Even though I suppose I’m an engineer of some description, I still consider myself to be more of a scientist than the average bloke in the street.  I feel sort of entitled to think this having sat through 2 years of the most mind-numbingly boring A-level chemistry lessons which would have made watching paint dry seem like an adrenaline sport.

At any rate, I consider myself clued up enough to spot glaring errors in Guardian articles on the environment: 

Yesterday the holiday company Airtours launched what it claims is Britain’s first round the world package holiday: a 23-day whistlestop tour of 10 countries at a cost of £4,499. Scheduled to take off from Manchester airport on February 27 next year, the Airbus will carry 329 passengers, three pilots, 10 cabin crew, 10 holiday reps and a doctor.

As environmentalists were quick to point out, they will also emit a staggering 2,289 tonnes of carbon – equivalent to the weight of 286 double-decker buses.

Sorry?  They’ll emit carbon?  As in soot?  Product of unburnt fuel?  I never knew aeroplane engines burned so rich.  Maybe they should get under the engine cowlings and play with the mixture screw a bit.
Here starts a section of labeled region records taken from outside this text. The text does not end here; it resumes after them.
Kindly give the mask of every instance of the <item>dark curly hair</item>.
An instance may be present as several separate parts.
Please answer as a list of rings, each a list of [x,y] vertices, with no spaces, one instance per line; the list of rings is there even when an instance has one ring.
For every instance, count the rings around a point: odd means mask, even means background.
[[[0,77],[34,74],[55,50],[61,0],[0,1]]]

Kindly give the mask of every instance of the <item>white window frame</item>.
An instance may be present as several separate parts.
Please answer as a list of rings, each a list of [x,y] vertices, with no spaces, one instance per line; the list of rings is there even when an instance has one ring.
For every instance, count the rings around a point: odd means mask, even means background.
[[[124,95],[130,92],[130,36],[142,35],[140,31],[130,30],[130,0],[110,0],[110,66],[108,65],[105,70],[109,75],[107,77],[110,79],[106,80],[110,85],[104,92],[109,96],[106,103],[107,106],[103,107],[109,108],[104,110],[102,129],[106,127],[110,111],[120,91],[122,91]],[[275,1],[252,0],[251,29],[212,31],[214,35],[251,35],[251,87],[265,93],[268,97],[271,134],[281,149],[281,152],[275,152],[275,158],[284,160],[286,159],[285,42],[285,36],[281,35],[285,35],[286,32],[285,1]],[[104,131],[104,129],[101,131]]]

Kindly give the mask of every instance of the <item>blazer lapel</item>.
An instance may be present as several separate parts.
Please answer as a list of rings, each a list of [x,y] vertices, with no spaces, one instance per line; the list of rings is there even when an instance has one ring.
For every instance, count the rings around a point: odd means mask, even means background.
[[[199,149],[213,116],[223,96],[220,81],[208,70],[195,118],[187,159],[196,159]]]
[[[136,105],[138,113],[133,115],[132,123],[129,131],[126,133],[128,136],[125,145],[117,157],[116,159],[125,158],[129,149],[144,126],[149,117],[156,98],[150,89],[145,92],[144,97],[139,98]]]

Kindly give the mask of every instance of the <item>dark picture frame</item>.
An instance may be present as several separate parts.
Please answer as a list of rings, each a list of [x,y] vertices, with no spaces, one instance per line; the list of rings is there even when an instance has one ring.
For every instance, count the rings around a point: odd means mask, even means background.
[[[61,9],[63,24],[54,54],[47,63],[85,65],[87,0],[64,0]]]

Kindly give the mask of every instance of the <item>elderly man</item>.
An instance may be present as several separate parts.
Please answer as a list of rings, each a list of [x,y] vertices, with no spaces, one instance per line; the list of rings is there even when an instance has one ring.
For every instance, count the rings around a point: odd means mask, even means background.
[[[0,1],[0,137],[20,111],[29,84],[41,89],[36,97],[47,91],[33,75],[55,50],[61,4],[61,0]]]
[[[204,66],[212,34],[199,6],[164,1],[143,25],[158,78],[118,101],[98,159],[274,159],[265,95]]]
Or maybe they are on about carbon dioxide, the greenhouse gas they are all so worried about, too much of which is going to cause the earth to heat up a bit.  Sitting on Sakhalin Island watching the thermometer plumb to minus six this morning I fail to see what the problem is.  But whatever my meteorological preferences, the terms “carbon” and “carbon dioxide” are not interchangeable any more than “hydrogen” and “water” are. 

Not only are they very different substances, but the manner in which these terms are used are completely arse about face.  Contrary to the article quoted, no carbon is emitted during an aeroplane flight (a miniscule quantity of partially burned fuel notwithstanding).  The carbon is locked inside the fuel combined with other elements, chiefly hydrogen.  When the fuel is burned, the carbon and hydrogen separate and join with the oxygen in the air to form carbon dioxide and water respectively.  Carbon as a substance on its own doesn’t come into it.

So all this talk of “carbon credits”, “carbon sinks”, and “weights of carbon emitted” leaves me all rather confused.  If people are going to able to sell carbon credits, then the Yanks must be laughing all the way to the bank because they have greater coal reserves than anyone else.  And when environmentalists talk of aircraft emitting 2,289 tonnes of carbon, are they talking about large piles of graphite or are they talking about carbon dioxide gas?  Because if they cannot manage to get even the basic terminology right, why should we bother listening to anything else they say?